Last week, two decades of fraught talks culminated in 175 nations signing the Paris Agreement, to end the fossil fuel era and move towards a clean energy economy. The deal sets aspirational goals bound by law to limit global warming below 2C and reach net zero emissions in the second half of the century.
Jennifer Morgan, former global director of the climate program at the World Resources Institute, said the deal “sends signals into the heart of the markets”. Financial commentators say it will help trigger a shift away from fossil fuels and encourage greater investments in renewable energy, and investors salivated at the low-risk transition to low carbon assets in the world’s energy system and infrastructure.
But what about the tech industry? Recent research shows the ICT industry can make a significant contribution to reducing carbon emissions. In the UK, ICT has the equivalent potential to remove the carbon emissions of nearly all the cars on the road (all 29.6m of them). Further research by GeSI, the Global e-Sustainability Initiative compounds the critical role of ICT in decoupling economic growth from carbon emissions.
Alongside mainstream solutions to curtailing emissions, a plethora of creative approaches have been developed as firms innovate to save the planet. We have picked out some of the best ideas.
Entrepreneur Lord Drayson has unveiled a smartphone-sized gadget which can literally summon energy from the air and allow users to see harmful pollution. The nifty bit of technology uses Freevolt, which harvests the energy emitted by broadcast waves, 3G, 4G and Wi-Fi to provide continuous power, and runs with a corresponding app which tells you which routes have the most good (green) air when out and about.
Global meat production is responsible for 18% of our greenhouse gas emissions. With demand for meat expected to increase by two-thirds by 2050 this means substantial damage to our environment. To counter the climate impact, the Cultured Beef project is using stem cell technology to culture real beef from the muscle cells of organically raised cows. Research shows the cells from a single cow could eventually produce 175m burgers.
Glow in the dark trees
There are 7.4m street lights in the UK which cost around £300m a year to run, but an innovative Dutch designer, Daan Roosegaarde has come up with an alternative. His “bioluminescent” plant splices DNA from luminescent marine bacteria with the chloroplast genome of a plant to create a jellyfish-type glow.
With hundreds of millions of footsteps a day on the streets of London, a new smart tech solution from Pavegen systems captures the kinetic energy from pedestrians’ footsteps and converts it into electricity. An elevated pedestrian walkway has already been laid in some neighbourhoods and a similar system has been installed at London’s Heathrow airport.
Big Belly smart rubbish bins
Figuring out when rubbish needs to be collected has historically been a guessing game for local authorities, but the Big Belly smart waste and recycling system not only notifies authorities when bins are full, but also uses a solar powered compactor to press the litter down so it can hold up to eight times more litter than a normal bin.
Energy-saving USB charging station
Estimates suggest that 8% of the average household energy bill is created by electronics which are left plugged into the wall when not being used. The Belkin Conserve Valet energy-saving USB charging station can charge several USB-supported gadgets and then automatically turns off, saving up to 67% of phone-charging energy costs.

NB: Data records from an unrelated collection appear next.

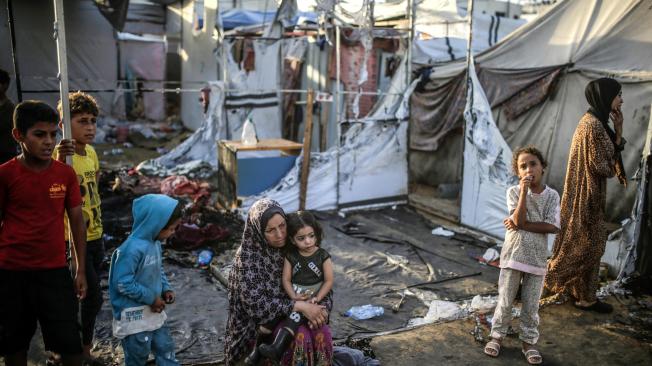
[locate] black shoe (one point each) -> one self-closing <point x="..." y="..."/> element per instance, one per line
<point x="598" y="307"/>
<point x="254" y="357"/>
<point x="274" y="351"/>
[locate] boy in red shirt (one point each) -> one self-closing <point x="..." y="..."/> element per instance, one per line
<point x="35" y="281"/>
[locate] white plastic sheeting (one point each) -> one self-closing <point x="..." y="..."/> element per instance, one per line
<point x="254" y="99"/>
<point x="487" y="157"/>
<point x="201" y="144"/>
<point x="436" y="43"/>
<point x="624" y="263"/>
<point x="373" y="161"/>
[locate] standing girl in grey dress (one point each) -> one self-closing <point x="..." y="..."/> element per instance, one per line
<point x="534" y="212"/>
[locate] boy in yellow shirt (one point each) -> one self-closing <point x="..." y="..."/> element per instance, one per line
<point x="83" y="115"/>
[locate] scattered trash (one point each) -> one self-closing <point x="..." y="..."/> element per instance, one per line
<point x="395" y="259"/>
<point x="440" y="231"/>
<point x="397" y="306"/>
<point x="483" y="304"/>
<point x="189" y="236"/>
<point x="364" y="312"/>
<point x="612" y="288"/>
<point x="192" y="169"/>
<point x="491" y="255"/>
<point x="440" y="310"/>
<point x="249" y="133"/>
<point x="114" y="151"/>
<point x="178" y="185"/>
<point x="204" y="257"/>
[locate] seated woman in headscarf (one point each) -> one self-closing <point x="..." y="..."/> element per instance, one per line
<point x="256" y="296"/>
<point x="594" y="156"/>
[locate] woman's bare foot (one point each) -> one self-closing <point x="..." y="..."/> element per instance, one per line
<point x="532" y="356"/>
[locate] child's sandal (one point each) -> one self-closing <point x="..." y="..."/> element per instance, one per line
<point x="533" y="356"/>
<point x="492" y="348"/>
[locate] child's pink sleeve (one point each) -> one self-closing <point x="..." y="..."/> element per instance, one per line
<point x="512" y="199"/>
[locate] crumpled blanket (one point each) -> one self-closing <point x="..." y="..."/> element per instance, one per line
<point x="345" y="356"/>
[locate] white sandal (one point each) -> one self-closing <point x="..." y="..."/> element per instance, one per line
<point x="532" y="356"/>
<point x="492" y="348"/>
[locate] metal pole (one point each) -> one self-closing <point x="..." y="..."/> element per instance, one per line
<point x="470" y="40"/>
<point x="410" y="14"/>
<point x="338" y="110"/>
<point x="60" y="38"/>
<point x="12" y="32"/>
<point x="469" y="85"/>
<point x="307" y="145"/>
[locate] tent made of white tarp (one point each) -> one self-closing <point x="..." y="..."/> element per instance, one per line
<point x="534" y="81"/>
<point x="92" y="52"/>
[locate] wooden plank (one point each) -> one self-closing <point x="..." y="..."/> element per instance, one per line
<point x="446" y="209"/>
<point x="227" y="176"/>
<point x="307" y="142"/>
<point x="266" y="144"/>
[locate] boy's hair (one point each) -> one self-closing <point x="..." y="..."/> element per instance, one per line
<point x="527" y="150"/>
<point x="4" y="77"/>
<point x="176" y="215"/>
<point x="30" y="112"/>
<point x="300" y="219"/>
<point x="80" y="102"/>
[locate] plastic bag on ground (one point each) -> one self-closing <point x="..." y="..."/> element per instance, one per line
<point x="439" y="310"/>
<point x="491" y="255"/>
<point x="364" y="312"/>
<point x="440" y="231"/>
<point x="484" y="304"/>
<point x="249" y="134"/>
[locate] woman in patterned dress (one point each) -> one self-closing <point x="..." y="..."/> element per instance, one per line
<point x="594" y="156"/>
<point x="257" y="297"/>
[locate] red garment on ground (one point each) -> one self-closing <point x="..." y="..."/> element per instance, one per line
<point x="179" y="185"/>
<point x="32" y="206"/>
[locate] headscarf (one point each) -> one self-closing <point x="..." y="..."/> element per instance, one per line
<point x="255" y="292"/>
<point x="600" y="94"/>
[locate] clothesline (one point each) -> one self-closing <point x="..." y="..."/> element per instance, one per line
<point x="195" y="90"/>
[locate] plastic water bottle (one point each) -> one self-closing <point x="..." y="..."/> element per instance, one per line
<point x="365" y="312"/>
<point x="204" y="258"/>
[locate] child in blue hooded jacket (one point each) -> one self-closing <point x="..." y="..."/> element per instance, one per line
<point x="138" y="287"/>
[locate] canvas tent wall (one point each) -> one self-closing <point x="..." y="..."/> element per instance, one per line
<point x="92" y="53"/>
<point x="534" y="80"/>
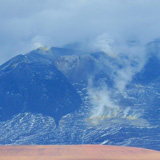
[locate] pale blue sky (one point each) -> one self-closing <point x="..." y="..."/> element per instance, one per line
<point x="28" y="24"/>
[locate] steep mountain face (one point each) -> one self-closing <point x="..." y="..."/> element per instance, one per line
<point x="28" y="86"/>
<point x="63" y="96"/>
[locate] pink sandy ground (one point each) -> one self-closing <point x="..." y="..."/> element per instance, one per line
<point x="76" y="152"/>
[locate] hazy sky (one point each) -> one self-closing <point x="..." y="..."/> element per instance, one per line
<point x="28" y="24"/>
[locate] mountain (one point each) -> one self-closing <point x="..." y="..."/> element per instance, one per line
<point x="65" y="96"/>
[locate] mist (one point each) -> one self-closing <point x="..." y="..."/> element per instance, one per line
<point x="30" y="24"/>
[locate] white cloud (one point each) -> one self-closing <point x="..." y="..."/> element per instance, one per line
<point x="68" y="21"/>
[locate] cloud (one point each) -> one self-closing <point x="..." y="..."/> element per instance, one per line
<point x="68" y="21"/>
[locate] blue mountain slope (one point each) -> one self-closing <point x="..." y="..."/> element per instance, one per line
<point x="78" y="92"/>
<point x="36" y="88"/>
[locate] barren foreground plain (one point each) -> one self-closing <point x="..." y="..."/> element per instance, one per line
<point x="76" y="152"/>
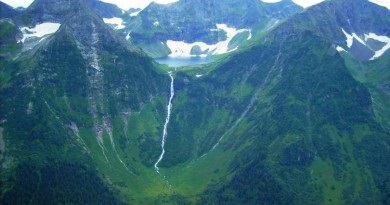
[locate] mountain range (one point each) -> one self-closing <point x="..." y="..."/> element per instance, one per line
<point x="298" y="113"/>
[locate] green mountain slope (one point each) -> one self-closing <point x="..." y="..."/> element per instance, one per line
<point x="287" y="120"/>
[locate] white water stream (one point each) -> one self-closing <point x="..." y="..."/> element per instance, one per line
<point x="165" y="133"/>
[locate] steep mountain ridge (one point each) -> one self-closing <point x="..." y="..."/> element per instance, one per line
<point x="283" y="121"/>
<point x="74" y="96"/>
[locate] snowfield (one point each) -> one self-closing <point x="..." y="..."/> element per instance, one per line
<point x="383" y="39"/>
<point x="39" y="30"/>
<point x="118" y="22"/>
<point x="183" y="49"/>
<point x="378" y="53"/>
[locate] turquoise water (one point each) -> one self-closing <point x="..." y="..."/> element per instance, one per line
<point x="183" y="61"/>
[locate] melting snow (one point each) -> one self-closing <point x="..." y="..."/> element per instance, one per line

Journalists, scientists, technologists and environmental campaigners are attending green hackathons to collaborate intensively on projects that could create and implement new ideas for a more sustainable future. By crowdsourcing solutions, the events aim to create a new wave of environmentalism. Recent hacks include one in Lisbon in March that was focused on “ideas for a greener future” and one in Stockholm in February that focused on sustainable urban solutions.
Understanding how climate change affects our weather is crucial to our understanding about our climate future. Weather@home from climateprediction.net, which is backed by Will.i.am and The Guardian, has seen hundreds of thousands of people across the world make their computers available for regional climate modelling experiments – using the combined processing power of many computers to conduct large-scale experiments that would otherwise be difficult or more time-consuming to do.
ChargePoint’s electric vehicle charging corridors
In order to manage the transition from fossil-fuel powered vehicles to electric vehicles the number of fuelling stations must increase significantly. A solution to help manage the transition has emerged via the world’s largest electric vehicle (EV) charging network.Chargepoint offers a mobile app to help drivers find available stations, start a charging session, check charging status and view their charging history.
Pure Cool Link air purifier
Tobacco smoke, cookers, moulds, aerosols and household chemicals all create significant levels of pollutants in the home, but a new connected device has engineered a way to combat domestic pollution. Dyson’s new Pure Cool Link air purifier adds an ultra-fine filter to the company’s luxury fans which removes dirt from the air. The fan is connected to the Dyson Link app for iOS and Android.